How would an controlled key be added to Polygenea? I suggest it be defined by some Rules. For example, an enforced-ternary child relationship could be created by a set of rules like

{"!class":"Rule","antecedents":[
	{"!class":"Thing"},
	{"!class":"Property","key":"!type","of":0,"value":"_fs_ternary"},
	{"!class":"Thing"},
	{"!class":"Connection","key":"_fs_mother","of":0,"value":2},
	{"!class":"Thing"},
	{"!class":"Connection","key":"_fs_mother","of":0,"value":4},
],"consequents":[
	{"!class":"Property","key":"meta-validity","of":0,"value":"invalid"},
]}

that mark any non-ternary relationship as invalid.

Belief Sets

One use of BitItem nodes is to represent belief sets. When working with others I might want to keep track of the nodes that I believe and the nodes each of my contributors has chosen to believe as well. To do that I add an OutRef like <OutRef type="belief" user="_fhiso_username=ltychonievich"/> and a lot of Connection nodes like <Connection key="member" of="42" value="8"/> which, if "42" was a reference to the belief OutRef, would mean that node 8 is part of my belief.

Another use for belief sets is to have several views of my own work. Often there are two or more variants of possible history, each made up of many claims but mutually exclusive. I'd make the nodes for both groups and then add a few belief sets like

<OutRef option="A" type="belief" user="_fhiso_username=ltychonievich"/>
<OutRef option="B" type="belief" user="_fhiso_username=ltychonievich"/>

to connect the various possible versions of history together. The user interface could then display the different sets however it choses, perhaps by showing only data linked from the currently-viewed belief or showing several color-coded beliefs at once, etc.

Note that many uses of belief sets can be automated by a computer by using inferences. Often conflicting ideas stem from a conflict: from node set A you can infer that nodes in set B are not true and vice versa. If these inferences are recorded with Inference nodes sourced to not-true properties, it should be straightforward for the computer could detect those patterns and present the set of alternatives without the need for manual belief set identification. Similarly, it should be possible for the computer to identify a minimal set of core differences between the various options, etc. However, since the algorithms to do this are not yet in production the manual belief set is probably best for now.

Authority-Controlled Attributions

For various reasons some groups want to be able to control attribution of various values related to family history. Examples include membership in various "daughters-of-____" groups, tribal rights, and LDS temple ordinances. But problems arise as the details of the deceased-as-believed-to-be change. If we realize that Tom Jones was really two people, which one (if either) gets to keep the attribution?

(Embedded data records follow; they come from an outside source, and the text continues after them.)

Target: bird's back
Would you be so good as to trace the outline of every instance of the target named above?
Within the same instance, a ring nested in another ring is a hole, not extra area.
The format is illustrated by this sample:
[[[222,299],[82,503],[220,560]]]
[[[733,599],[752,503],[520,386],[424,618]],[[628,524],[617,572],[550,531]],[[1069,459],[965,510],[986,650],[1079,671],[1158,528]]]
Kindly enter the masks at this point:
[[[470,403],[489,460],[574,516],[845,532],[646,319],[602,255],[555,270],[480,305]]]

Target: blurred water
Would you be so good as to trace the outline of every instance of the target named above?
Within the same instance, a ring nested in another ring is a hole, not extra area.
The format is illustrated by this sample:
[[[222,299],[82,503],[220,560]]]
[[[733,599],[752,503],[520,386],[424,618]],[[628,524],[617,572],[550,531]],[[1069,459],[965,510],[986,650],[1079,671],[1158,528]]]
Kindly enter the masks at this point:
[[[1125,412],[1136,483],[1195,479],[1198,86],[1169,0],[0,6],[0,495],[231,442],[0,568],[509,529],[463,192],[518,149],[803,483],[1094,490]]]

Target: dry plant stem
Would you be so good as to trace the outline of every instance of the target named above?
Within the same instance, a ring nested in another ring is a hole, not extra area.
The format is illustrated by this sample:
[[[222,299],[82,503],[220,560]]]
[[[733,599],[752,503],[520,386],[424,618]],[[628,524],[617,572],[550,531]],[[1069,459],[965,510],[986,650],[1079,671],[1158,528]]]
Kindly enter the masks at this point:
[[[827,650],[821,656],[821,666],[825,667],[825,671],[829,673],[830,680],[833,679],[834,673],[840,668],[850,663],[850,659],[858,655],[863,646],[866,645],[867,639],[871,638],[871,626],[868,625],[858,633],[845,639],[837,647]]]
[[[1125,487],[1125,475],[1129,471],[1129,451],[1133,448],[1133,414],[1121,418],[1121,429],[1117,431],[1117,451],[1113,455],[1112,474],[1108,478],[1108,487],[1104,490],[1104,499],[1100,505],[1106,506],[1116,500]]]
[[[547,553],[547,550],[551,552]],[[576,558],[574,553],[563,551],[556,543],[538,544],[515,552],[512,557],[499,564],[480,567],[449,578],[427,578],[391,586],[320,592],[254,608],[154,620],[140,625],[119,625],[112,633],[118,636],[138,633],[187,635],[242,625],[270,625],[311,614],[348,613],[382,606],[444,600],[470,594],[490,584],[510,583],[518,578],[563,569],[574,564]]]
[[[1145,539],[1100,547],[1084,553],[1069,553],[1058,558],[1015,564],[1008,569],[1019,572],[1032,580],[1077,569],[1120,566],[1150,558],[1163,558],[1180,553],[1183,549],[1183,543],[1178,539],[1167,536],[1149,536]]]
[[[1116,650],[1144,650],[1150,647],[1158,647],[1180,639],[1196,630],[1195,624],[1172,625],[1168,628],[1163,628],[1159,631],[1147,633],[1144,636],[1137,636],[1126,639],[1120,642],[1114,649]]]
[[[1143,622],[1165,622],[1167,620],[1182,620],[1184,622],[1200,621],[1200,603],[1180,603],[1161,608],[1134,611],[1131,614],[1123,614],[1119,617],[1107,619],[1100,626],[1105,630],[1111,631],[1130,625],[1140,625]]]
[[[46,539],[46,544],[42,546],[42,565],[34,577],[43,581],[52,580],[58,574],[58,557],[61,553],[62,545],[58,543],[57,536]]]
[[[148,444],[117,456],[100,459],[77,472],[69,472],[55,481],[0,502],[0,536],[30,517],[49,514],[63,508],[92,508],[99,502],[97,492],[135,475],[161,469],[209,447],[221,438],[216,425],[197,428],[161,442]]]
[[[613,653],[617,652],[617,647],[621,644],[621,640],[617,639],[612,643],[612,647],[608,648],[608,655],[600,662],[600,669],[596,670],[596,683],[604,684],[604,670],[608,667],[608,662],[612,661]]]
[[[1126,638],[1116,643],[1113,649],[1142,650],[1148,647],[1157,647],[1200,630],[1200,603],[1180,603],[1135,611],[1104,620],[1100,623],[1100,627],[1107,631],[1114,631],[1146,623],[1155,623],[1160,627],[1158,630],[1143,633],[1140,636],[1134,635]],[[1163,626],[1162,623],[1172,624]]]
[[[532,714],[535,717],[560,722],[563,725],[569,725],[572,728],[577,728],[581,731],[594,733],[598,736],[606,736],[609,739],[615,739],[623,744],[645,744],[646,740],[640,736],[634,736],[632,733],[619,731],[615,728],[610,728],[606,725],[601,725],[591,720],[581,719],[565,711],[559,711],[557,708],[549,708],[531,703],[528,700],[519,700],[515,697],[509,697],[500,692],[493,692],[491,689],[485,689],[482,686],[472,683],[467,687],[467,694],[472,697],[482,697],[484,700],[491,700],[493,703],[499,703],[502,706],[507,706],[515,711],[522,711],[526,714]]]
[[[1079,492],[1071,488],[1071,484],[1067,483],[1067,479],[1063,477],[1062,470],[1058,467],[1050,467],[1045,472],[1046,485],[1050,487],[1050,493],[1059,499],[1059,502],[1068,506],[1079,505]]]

I suggest that controlled attributes be attached to a single Thing node within a Match-based individual. Properties may be discredited, Matches made or broken, but no ambiguity results: there is still one attributed Thing node. If at some point a few different attributed Thing nodes are Matched together we have unambiguous data showing that the attribution was applied multiple times.

I am assuming that the authority would keep its own list of attribution Property nodes which it might make publicly readable, but that it would not accept these attributions from outside sources. The attributions could also be cryptographically signed so that third parties could verify if attributions they hear about were created by the authority or not.

My suggestions for a solution to this are not unique to polygenea: they would work in any DeadEnds, Lifelines, Behold, and other persona/source detail systems as well.